Hi Petter
Don't have answers yet, but I do have some more questions
(inline)
Petter von Dolwitz (Hem) writes:
Hi David,
In short to summarize:
1. I ingest data. Kudus maintenance threads stops working (soft
memory
limit) and incoming data is throttled. There are no errors
reported on the
client side.
What is the "client side"? impala? spark? java/c++.
2. I stop ingestion and wait until i *think* Kudu is finsished.
The question above is pertinent. Impala will not return until a
query
is fully successful, though it may return an error and leave a
query
only half-way executed. If you're using the client apis directly
though are you checking for error when inserting?
3. I restart Kudu.
4. I validate the inserted data by doing count(*) on groups of
data in
Kudu.
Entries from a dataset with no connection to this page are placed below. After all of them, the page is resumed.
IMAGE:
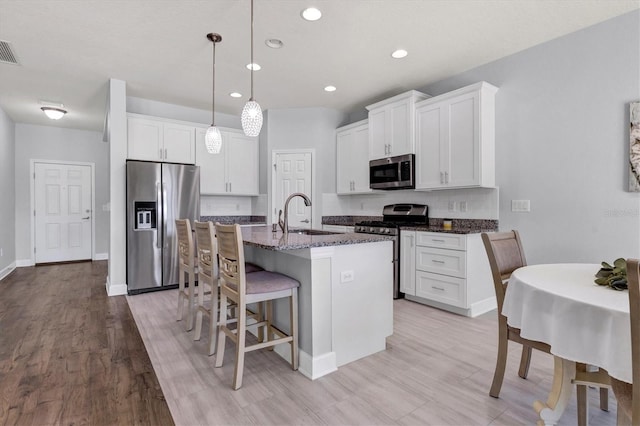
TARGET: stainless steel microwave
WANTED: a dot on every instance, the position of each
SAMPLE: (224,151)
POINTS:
(392,172)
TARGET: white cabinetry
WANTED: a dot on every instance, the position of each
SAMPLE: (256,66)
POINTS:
(391,125)
(157,139)
(234,171)
(455,139)
(352,152)
(447,271)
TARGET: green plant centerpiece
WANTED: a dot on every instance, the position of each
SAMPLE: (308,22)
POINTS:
(614,276)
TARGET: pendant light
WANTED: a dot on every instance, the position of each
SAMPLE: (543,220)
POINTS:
(251,113)
(213,138)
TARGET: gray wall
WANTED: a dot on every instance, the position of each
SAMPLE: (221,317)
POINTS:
(7,189)
(59,144)
(562,141)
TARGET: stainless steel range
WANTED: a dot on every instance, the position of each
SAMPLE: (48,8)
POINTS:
(393,217)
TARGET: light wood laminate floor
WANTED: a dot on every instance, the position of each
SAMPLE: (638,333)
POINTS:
(437,370)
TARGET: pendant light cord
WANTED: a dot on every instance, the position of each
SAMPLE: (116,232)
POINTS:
(213,87)
(252,64)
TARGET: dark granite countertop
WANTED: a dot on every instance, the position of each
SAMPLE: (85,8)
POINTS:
(263,237)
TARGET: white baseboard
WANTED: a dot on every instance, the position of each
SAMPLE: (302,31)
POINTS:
(101,256)
(6,271)
(115,289)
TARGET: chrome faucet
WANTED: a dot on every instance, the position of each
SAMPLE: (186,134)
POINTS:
(284,225)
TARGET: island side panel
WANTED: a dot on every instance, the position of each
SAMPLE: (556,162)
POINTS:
(362,299)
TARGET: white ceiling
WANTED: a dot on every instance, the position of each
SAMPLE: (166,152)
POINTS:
(68,49)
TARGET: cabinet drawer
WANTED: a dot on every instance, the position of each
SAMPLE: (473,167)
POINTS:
(441,288)
(442,240)
(440,261)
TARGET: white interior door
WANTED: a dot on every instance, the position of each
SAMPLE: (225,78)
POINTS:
(293,174)
(63,217)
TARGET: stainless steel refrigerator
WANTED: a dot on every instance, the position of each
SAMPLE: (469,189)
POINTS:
(157,195)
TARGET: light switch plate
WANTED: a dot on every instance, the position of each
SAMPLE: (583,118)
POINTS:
(520,205)
(346,276)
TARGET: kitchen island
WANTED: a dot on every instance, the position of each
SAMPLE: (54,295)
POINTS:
(345,296)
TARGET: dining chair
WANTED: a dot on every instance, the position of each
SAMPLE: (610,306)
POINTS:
(242,289)
(208,285)
(628,394)
(186,266)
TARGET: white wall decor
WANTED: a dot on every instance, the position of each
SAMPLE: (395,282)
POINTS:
(634,147)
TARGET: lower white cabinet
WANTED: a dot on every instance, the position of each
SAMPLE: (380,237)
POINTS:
(447,271)
(233,171)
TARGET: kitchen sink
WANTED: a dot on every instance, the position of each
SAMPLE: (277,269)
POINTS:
(313,232)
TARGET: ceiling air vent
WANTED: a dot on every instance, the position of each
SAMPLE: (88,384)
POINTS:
(6,54)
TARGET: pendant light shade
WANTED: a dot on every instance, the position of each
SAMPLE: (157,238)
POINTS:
(251,117)
(213,138)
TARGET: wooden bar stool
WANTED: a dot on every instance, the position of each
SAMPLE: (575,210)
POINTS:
(242,288)
(207,255)
(186,265)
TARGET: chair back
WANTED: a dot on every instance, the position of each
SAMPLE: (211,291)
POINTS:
(185,243)
(231,260)
(505,253)
(207,250)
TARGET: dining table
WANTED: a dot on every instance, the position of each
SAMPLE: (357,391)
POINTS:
(582,322)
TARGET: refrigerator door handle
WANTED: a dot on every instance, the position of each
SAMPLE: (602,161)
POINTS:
(159,211)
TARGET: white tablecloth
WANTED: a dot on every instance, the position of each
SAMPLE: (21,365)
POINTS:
(559,304)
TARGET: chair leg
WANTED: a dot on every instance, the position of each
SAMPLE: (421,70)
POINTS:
(213,320)
(240,345)
(525,360)
(583,405)
(190,301)
(501,362)
(604,399)
(180,292)
(199,307)
(221,334)
(293,318)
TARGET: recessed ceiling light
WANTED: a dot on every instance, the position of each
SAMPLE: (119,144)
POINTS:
(274,43)
(400,53)
(311,14)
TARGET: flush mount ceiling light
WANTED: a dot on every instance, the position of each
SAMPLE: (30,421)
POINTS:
(213,138)
(274,43)
(54,113)
(311,14)
(399,54)
(251,117)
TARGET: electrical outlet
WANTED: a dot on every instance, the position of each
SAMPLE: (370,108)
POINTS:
(520,205)
(346,276)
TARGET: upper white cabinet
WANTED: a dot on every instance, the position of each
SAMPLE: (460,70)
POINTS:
(391,125)
(455,139)
(352,166)
(234,171)
(157,139)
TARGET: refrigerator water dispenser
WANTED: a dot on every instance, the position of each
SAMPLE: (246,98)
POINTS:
(145,215)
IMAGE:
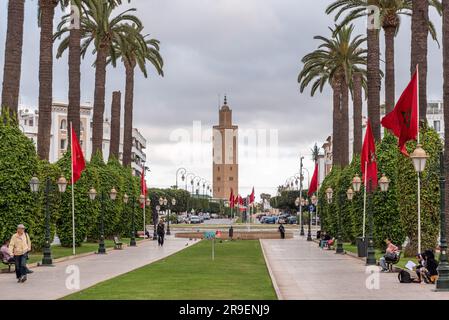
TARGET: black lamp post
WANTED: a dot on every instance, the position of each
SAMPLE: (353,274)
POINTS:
(92,196)
(34,185)
(442,283)
(132,242)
For several groups, Kudu reports a lot of rows missing.
Kudu's default scan mode is READ_LATEST. While this is the most
performance oriented mode, its also the one with the least
guarantees
so, on startup its possible that it reads from a stale replica,
giving
the _appearance_ that rows went missing. Things to try here:
- Try the same query a few minutes later. Is the answer
different?
- If the above is true consider changing your scan mode to
READ_AT_SNAPHOT. In this mode data is guaranteed not to be
state,
though you might have to wait for all replicas to be ready
5. I ingest the same data again. Client reports that all row are
already
present.
This isn't surprising _if_ the problem is indeed from state
replicas.
6. Doing the count(*) exercise again now gives me the correct
number of
rows.
This tells me that the data was ingested into Kudu on the first
attempt but
a scan did not find the data. Inserting the data again made it
visible.
Can it be that after the scan it's just that enough time has
elapsed
so that all replicas are caught up? I'd say this is likely the
case.
Br,
Petter
2017-12-07 21:39 GMT+01:00 David Alves <[email protected]>:
Hi Petter
I'd like to clarify what exactly happened and exactly what
are you
referring to as "inconsistency".
From what I understand of the first error you observed, the
Kudu was
underprovisioned, memory wise, and the ingest jobs/queries
failed. Is that
right? Since Kudu doesn't have atomic multi-row writes, it's
currently
expected in this case that you'll end up with partially written
data.
If you tried the same job again, and it succeeded, for
certain types of
operation (UPSERT, INSERT IGNORE) then the remaining rows would
be written
and all the data would be there as expected.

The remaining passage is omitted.